Dear Doctor: My sisters and I want our dad to quit smoking, but he says that he’s tried before and just can’t do it. Should he try hypnosis? Does it work?
Dear Reader: There’s no question that quitting smoking can be very difficult. Many of our patients who are trying to quit -- as well as those who have successfully stopped smoking -- tell us it’s one of the most challenging things they’ve done.
The habit hooks you on multiple levels. First, there are the physical effects of nicotine, a chemical in tobacco products whose addictive properties are considered to be on par with heroin. Nicotine acts as a stimulant in the body, and it causes the brain to release jolts of the feel-good chemical dopamine.

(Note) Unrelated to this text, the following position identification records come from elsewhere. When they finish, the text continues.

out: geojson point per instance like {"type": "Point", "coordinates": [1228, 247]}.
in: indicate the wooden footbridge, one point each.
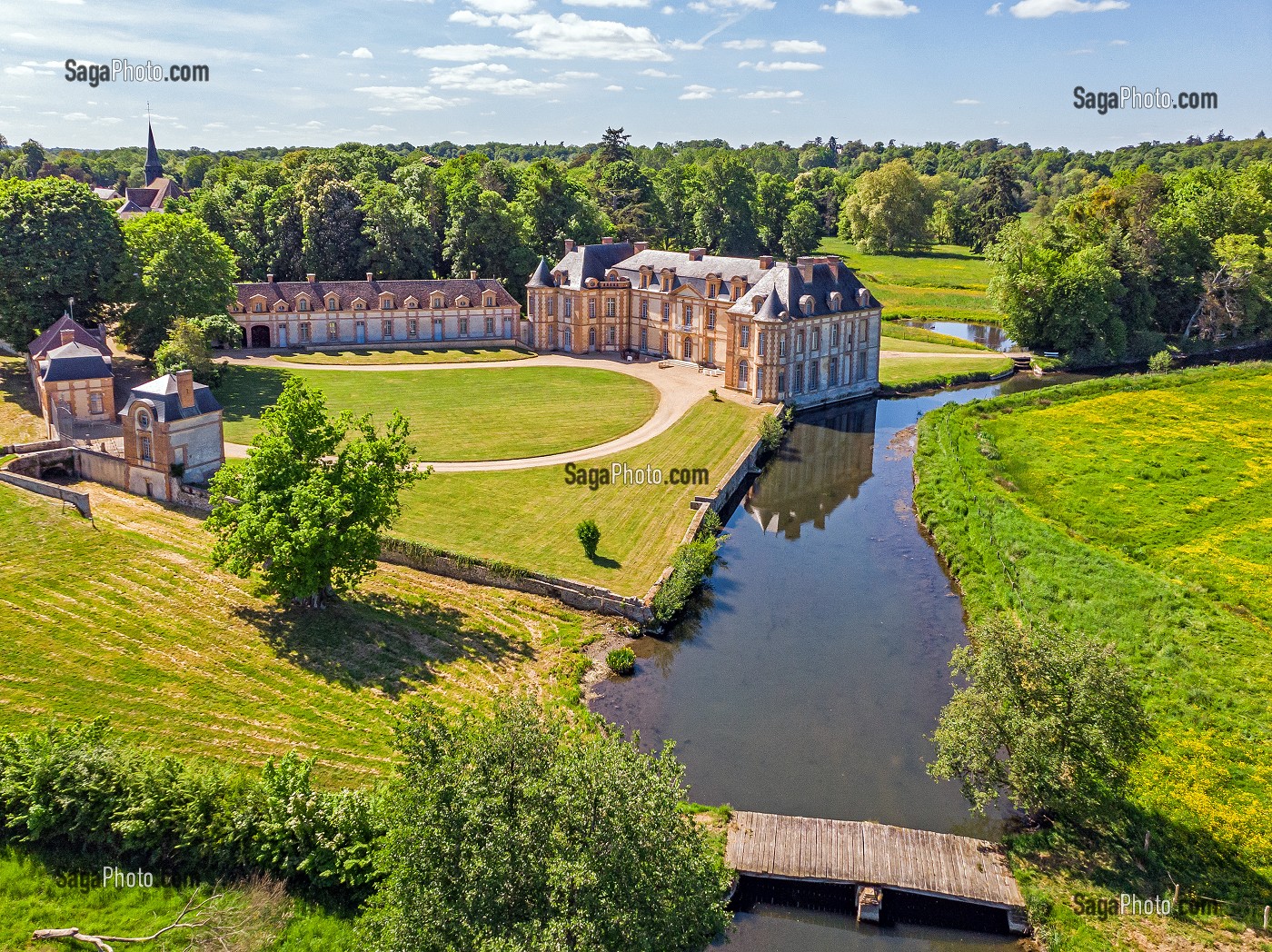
{"type": "Point", "coordinates": [874, 858]}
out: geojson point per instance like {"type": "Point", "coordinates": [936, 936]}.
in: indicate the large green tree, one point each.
{"type": "Point", "coordinates": [57, 241]}
{"type": "Point", "coordinates": [515, 833]}
{"type": "Point", "coordinates": [307, 507]}
{"type": "Point", "coordinates": [1048, 719]}
{"type": "Point", "coordinates": [887, 210]}
{"type": "Point", "coordinates": [175, 268]}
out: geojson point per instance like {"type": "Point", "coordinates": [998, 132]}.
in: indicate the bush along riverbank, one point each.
{"type": "Point", "coordinates": [1132, 511]}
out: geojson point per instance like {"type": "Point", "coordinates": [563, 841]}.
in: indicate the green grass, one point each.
{"type": "Point", "coordinates": [126, 618]}
{"type": "Point", "coordinates": [423, 355]}
{"type": "Point", "coordinates": [463, 414]}
{"type": "Point", "coordinates": [38, 897]}
{"type": "Point", "coordinates": [1135, 510]}
{"type": "Point", "coordinates": [527, 518]}
{"type": "Point", "coordinates": [921, 372]}
{"type": "Point", "coordinates": [19, 411]}
{"type": "Point", "coordinates": [921, 340]}
{"type": "Point", "coordinates": [945, 283]}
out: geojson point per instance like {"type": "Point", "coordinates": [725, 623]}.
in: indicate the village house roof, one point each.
{"type": "Point", "coordinates": [163, 394]}
{"type": "Point", "coordinates": [53, 337]}
{"type": "Point", "coordinates": [74, 362]}
{"type": "Point", "coordinates": [346, 292]}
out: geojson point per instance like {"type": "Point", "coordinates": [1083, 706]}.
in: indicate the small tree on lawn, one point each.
{"type": "Point", "coordinates": [589, 534]}
{"type": "Point", "coordinates": [521, 834]}
{"type": "Point", "coordinates": [1048, 719]}
{"type": "Point", "coordinates": [308, 505]}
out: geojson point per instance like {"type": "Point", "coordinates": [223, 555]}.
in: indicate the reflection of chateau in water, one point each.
{"type": "Point", "coordinates": [833, 449]}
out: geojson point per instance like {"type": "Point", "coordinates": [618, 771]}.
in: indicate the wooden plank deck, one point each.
{"type": "Point", "coordinates": [893, 857]}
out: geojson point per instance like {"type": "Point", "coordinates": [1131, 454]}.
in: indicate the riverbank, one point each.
{"type": "Point", "coordinates": [1131, 509]}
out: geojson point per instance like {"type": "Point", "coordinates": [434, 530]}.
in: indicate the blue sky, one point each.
{"type": "Point", "coordinates": [312, 73]}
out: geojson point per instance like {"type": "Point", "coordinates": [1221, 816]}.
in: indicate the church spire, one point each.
{"type": "Point", "coordinates": [153, 166]}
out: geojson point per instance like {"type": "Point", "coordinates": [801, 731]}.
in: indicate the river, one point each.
{"type": "Point", "coordinates": [810, 672]}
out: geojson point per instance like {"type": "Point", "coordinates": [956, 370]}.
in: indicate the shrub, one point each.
{"type": "Point", "coordinates": [622, 661]}
{"type": "Point", "coordinates": [589, 534]}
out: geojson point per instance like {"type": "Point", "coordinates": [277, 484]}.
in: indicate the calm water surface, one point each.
{"type": "Point", "coordinates": [810, 671]}
{"type": "Point", "coordinates": [988, 334]}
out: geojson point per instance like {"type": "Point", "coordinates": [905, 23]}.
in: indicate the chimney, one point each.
{"type": "Point", "coordinates": [184, 388]}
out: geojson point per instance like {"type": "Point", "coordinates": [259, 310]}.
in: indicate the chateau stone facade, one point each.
{"type": "Point", "coordinates": [805, 332]}
{"type": "Point", "coordinates": [312, 312]}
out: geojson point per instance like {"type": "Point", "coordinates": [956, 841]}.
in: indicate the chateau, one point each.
{"type": "Point", "coordinates": [805, 332]}
{"type": "Point", "coordinates": [283, 314]}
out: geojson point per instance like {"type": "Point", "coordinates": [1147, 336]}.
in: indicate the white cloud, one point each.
{"type": "Point", "coordinates": [606, 3]}
{"type": "Point", "coordinates": [785, 66]}
{"type": "Point", "coordinates": [492, 78]}
{"type": "Point", "coordinates": [1037, 9]}
{"type": "Point", "coordinates": [799, 47]}
{"type": "Point", "coordinates": [722, 5]}
{"type": "Point", "coordinates": [873, 8]}
{"type": "Point", "coordinates": [406, 98]}
{"type": "Point", "coordinates": [697, 92]}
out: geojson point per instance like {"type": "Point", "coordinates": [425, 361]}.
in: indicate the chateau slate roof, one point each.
{"type": "Point", "coordinates": [542, 276]}
{"type": "Point", "coordinates": [369, 292]}
{"type": "Point", "coordinates": [163, 394]}
{"type": "Point", "coordinates": [53, 338]}
{"type": "Point", "coordinates": [591, 261]}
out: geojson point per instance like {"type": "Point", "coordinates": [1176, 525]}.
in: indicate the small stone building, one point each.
{"type": "Point", "coordinates": [172, 435]}
{"type": "Point", "coordinates": [70, 369]}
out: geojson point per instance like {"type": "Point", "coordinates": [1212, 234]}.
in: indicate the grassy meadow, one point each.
{"type": "Point", "coordinates": [423, 355]}
{"type": "Point", "coordinates": [19, 412]}
{"type": "Point", "coordinates": [462, 414]}
{"type": "Point", "coordinates": [527, 518]}
{"type": "Point", "coordinates": [944, 283]}
{"type": "Point", "coordinates": [1135, 510]}
{"type": "Point", "coordinates": [131, 621]}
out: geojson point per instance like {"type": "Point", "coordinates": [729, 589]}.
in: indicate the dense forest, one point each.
{"type": "Point", "coordinates": [1118, 252]}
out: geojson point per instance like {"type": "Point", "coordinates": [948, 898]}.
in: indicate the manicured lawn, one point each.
{"type": "Point", "coordinates": [1135, 510]}
{"type": "Point", "coordinates": [35, 897]}
{"type": "Point", "coordinates": [19, 412]}
{"type": "Point", "coordinates": [922, 370]}
{"type": "Point", "coordinates": [127, 620]}
{"type": "Point", "coordinates": [425, 355]}
{"type": "Point", "coordinates": [944, 283]}
{"type": "Point", "coordinates": [527, 518]}
{"type": "Point", "coordinates": [463, 414]}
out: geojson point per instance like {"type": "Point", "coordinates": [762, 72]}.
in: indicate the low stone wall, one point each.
{"type": "Point", "coordinates": [589, 598]}
{"type": "Point", "coordinates": [51, 490]}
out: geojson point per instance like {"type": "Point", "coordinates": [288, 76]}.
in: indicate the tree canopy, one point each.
{"type": "Point", "coordinates": [517, 833]}
{"type": "Point", "coordinates": [308, 505]}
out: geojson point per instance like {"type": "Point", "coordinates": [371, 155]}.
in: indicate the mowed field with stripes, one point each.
{"type": "Point", "coordinates": [127, 620]}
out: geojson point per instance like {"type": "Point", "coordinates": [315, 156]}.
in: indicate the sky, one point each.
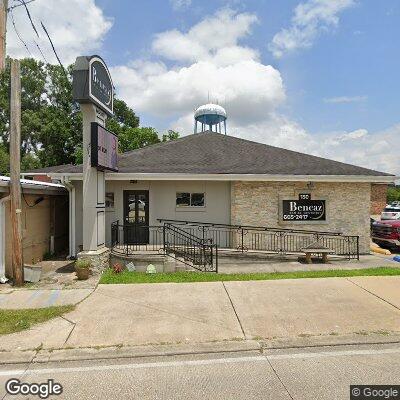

Then there are the mental, emotional and social aspects of smoking, which quickly weave the habit into the fabric of daily life. Taken together, these make for a complex and powerful addiction that is notoriously tough to break.
Evidence suggests that hypnosis can be helpful in smoking cessation. The drawback is that techniques used by hypnotherapists are not standardized, which makes the results of this approach hard to measure.
In hypnosis, a therapist uses guided relaxation and concentration to help a person reach a mental state in which they feel simultaneously relaxed, focused and aware. Sometimes referred to as a trance, this mental state also allows the person to be more open to suggestions.
In smoking cessation therapy, a person often is asked to visualize the ways in which the habit harms the health of both themselves and loved ones. They may also be encouraged to confirm the importance of caring for their bodies. Some techniques use specific suggestions that link the scent, taste and tactile sensations of smoking to something deeply unpleasant. For example, telling the person that when they smoke in the future, they will taste scorched plastic. Hyponosis is also used to introduce positive affirmations to help bolster the smoker’s resolve to quit. For instance, “I have stopped smoking forever with ease and comfort.”
Hypnosis is often employed as a complementary smoking cessation therapy, which means it’s used together with more traditional approaches, such as nicotine patches or nicotine gum, smoking withdrawal medications, behavioral therapy and support groups.
If your father is willing to give hypnosis a chance, your family doctor can help him find a qualified professional. Studies show that people can see results after four or six sessions, particularly when hypnosis is used in conjunction with other approaches.
Your dad isn’t alone in feeling powerless in the face of smoking. In the United States, more than 34 million adults currently smoke cigarettes. This is tragic because cigarette smoking is the leading cause of preventable disease and death in the nation, and it accounts for 1 in every 5 deaths. We hope that you and your siblings will be able to persuade your dad to give quitting another try.